Frankie (Harris Dickinson) spends much of his summer hanging out with friends and getting high on the beach near Coney Island. Here he meets Simone (a particularly winning Madeline Weinstein), whom he shares a clumsy almost night in bed with. Yet, Frankie seems more drawn to the men he meets anonymously through a chat room online. As the trysts on the beach with strange older men grow more frequent, Frankie sets his attention on Simone to act as his beard. At home, Frankie’s Father, Joe (Neal Huff), lies comatose, succumbing to cancer. Meanwhile, his Mother, Donna (Kate Hodge), tries in vain to involve herself in her son’s life, despite signs he wants her nowhere near him.
Director Eliza Hittman demonstrates a powerful command of visual storytelling. For all the movie’s misgivings on the character end, Hittman exhibits a real interest in the subjects of the film. More so, she takes measures to marry the visual palette of the film to the character’s inner turmoil and confusion. Shot on 16mm, cinematographer Hélène Louvart emerges as the MVP of the film. The camera peers in on Frankie’s sexual awakening in both powerful and lurid ways. One sees both the beauty and emptiness in the fireworks that litter the sky every Friday at Coney Island. The film houses a powerful cinematic voice that one hopes continues on to more projects.

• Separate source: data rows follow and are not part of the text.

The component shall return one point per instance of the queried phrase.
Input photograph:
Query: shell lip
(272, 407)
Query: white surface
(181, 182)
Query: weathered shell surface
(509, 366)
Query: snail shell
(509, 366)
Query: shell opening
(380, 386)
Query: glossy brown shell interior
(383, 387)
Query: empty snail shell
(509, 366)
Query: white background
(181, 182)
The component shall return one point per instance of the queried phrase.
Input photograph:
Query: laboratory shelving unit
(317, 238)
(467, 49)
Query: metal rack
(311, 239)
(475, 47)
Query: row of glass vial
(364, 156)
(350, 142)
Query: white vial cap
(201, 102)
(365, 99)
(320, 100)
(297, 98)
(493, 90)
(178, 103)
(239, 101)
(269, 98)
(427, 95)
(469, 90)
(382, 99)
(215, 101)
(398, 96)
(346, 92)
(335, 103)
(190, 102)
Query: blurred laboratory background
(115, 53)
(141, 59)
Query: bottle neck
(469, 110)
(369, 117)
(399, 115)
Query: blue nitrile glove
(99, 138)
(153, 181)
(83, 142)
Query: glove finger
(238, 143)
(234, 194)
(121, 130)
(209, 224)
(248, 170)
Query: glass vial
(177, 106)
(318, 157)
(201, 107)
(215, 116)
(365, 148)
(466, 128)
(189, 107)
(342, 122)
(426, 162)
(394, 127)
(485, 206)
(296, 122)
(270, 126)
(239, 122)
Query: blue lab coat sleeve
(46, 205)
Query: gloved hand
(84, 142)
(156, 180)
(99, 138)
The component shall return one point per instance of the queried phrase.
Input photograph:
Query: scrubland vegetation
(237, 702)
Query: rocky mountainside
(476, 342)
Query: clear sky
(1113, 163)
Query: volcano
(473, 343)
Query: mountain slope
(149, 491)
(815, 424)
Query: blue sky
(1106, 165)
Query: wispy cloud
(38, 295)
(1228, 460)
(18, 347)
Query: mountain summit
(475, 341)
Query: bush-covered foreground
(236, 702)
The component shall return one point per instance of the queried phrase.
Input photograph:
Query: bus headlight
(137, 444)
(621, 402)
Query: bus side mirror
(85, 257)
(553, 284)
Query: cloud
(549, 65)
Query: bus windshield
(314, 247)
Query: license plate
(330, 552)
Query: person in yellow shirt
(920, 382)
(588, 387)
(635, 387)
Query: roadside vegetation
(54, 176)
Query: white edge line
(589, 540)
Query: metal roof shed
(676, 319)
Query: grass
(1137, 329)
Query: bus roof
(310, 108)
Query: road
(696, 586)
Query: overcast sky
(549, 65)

Hittman exposes more than just flesh with Harris Dickinson, but also some raw talent. Putting aside my feelings on the character, Dickinson commands the many close ups and takes us on Frankie’s journey. He is adept at capturing both the empty-headed Adonis and sensitive teenager within Frankie. However, Madeline Weinstein emerges as the character we wish to follow. Weinstein creates a girl who is also exploring her sexuality, but ends up doing so with a partner who gives little thought to her needs. She both knows what’s up, but is able to put herself in some level of denial to achieve the relationship she envisions. Her journey becomes more compelling than the sea of toxic masculinity we’re subjected to.
Here is where the storytelling goes wrong. Yes, it is a common pitfall of lesser movies to make thornier characters more “likable” or “relatable.” Effective storytelling does not always need to engender empathy, but should bring about new understanding. Frankie’s repression manifests itself in drug use and frequent random hookups that may or may not be safe. Ok, fine. We have seen that before. Frankie strings Simone along and alienates his family. Struggling to see how this is compelling. This is just the base for more serious selfish actions that do not just make Frankie look bad, they cloud our judgment of what his struggle and point of view actually are. Why are we following this character and what are we getting out of this film? Is the point merely just to state traditional masculinity can be toxic? We’ve seen this type of coming out story before.
It is ultimately reductive to compare any film to last year’s masterpiece Best Picture winner “Moonlight.” However, so much of this plays as the lower white class version of “Moonlight,” that these unfavorable comparisons come top of mind. Whereas that film marries its striking visuals to an involving human story, the strong visual components in “Beach Rats” latch on like a barnacle to this traditional indie piece. The cinematography searches for more interesting components of Frankie to linger on. However, instead the film concludes, much as the audience does, that Frankie is as skin deep as his mirror selfies. We spend enough time with him to understand the world he lives in. However, there is never enough to justify his fear, alienation and lashing out.